No one likes to lose a case. But losing a termination of a probationary employee case really stings. The reason is because, subject to any language in the collective agreement, the test for terminating a probationer is less stringent than when terminating a permanent employee (one who has successfully passed the probationary period).
The recent case of GDI Services (Canada) LP 2014 CanLII 65200 (ON LA) and now reported at (2015), 249 L.A.C. (4th) 213 (Hayes) emphasizes that terminating a probationary employee is not without risk or consequence. In this case, two probationary cleaners were “summarily terminated without warning without even a verbal explanation” and on the basis of unsubstantiated, second-hand information from people who did not directly supervise the grievors.
The Arbitrator commented on the test:
There is no question that arbitral review of a probationer termination should be conducted on a lesser standard than the usual 'just cause' standard applicable to permanent employees. Nor do I question, that the familiar 'arbitrary, discriminatory, or bad faith' formulation is the presumptively appropriate baseline test. Nor do I believe that employer review of probationary performance should be encumbered by arbitral imposition of the level of due process safeguards typically required in cases where seniority rated employees are concerned. I also accept that an employer's assessment of "suitability" or "qualifications" should be given a wide berth. I agree as well that there will be many situations where what is expected of a probationary employee should be self-evident.…
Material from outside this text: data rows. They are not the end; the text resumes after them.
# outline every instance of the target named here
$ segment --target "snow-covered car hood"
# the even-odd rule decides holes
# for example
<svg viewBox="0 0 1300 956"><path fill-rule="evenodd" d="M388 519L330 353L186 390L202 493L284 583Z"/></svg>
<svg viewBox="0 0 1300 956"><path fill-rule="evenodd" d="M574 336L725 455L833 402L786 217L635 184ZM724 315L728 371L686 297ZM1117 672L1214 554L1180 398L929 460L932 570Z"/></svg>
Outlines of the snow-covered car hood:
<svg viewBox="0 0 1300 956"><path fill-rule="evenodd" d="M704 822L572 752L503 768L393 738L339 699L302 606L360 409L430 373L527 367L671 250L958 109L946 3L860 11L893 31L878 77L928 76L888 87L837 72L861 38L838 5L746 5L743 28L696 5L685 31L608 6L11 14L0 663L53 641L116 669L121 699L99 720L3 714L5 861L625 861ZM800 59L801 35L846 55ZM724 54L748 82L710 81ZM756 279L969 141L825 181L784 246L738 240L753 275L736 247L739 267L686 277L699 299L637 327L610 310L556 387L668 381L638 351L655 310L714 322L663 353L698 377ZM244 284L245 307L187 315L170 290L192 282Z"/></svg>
The collective agreement in this case also contained a provision that required that “in the exercise of each of their rights and in the administration of this Agreement, they shall endeavor to do so in a fair and reasonable manner”. The arbitrator adopted the reasoning from an earlier case of Professor Weiler where he said that the employer had to "take a reasonable view of the problem and arrive at a thoughtful judgment about what to do after considering the various relevant and conflicting considerations”.
The Arbitrator made a number of stinging findings. Among others, the manager “did not conduct an investigation worthy of the name” and chose tor proceed on the basis of second-hand information “of people without direct responsibility for the grievors, which concerns amounted to little more than patently unreliable gossip”.
The information from those who directly supervised the grievors testified that they “performed well and without incident throughout their probationary period.”
While the collective agreement contained broad language allowing the employer discretion to assess the suitability and qualifications of a probationary employee, the circumstances, taken in their totality, led the arbitrator to conclude that the “litany of failures in this case provides a composite portrait of unacceptable unfairness and arbitrariness.” He went on:
It surely does not require an arbitrator to excuse a decisionmaker who renders himself blind because he chooses to trust those whom the arbitrator finds should not have been relied upon, I cannot accept the Employer submission that, if Greg had spoken to Alex, Susana and the grievors, he would inevitably have reached the same conclusion and that, therefore, his failure to speak to them should be overlooked. Having heard all of the witnesses, I would like to think better of Greg. More generally, acceptance of such reasoning would only serve to invite entirely hypothetical ex post facto 'justifications' of otherwise inexcusable failures of process; if someone is 'obviously' guilty, we still bother with a trial.
The arbitrator reinstated the grievors, with full backpay and seniority status.
The Moral of the Story
The case is a tough one for the employer. But it is a lesson and another case in a long line of cases where arbitrators have found that an incomplete investigation or one lacking in thoroughness and vigour will seriously jeopardize any conclusion that the employer might make. Many years ago I wrote an Article for the Canadian Bar Association called How a Rushed Investigation Can Double Your Trouble. While some law has changed and evolved since I wrote the article, the cases continue to move in a direction that require the employer to be thorough and doggedly investigate any issue that comes to their attention promptly, completely and fairly. A failure to do so will have consequences.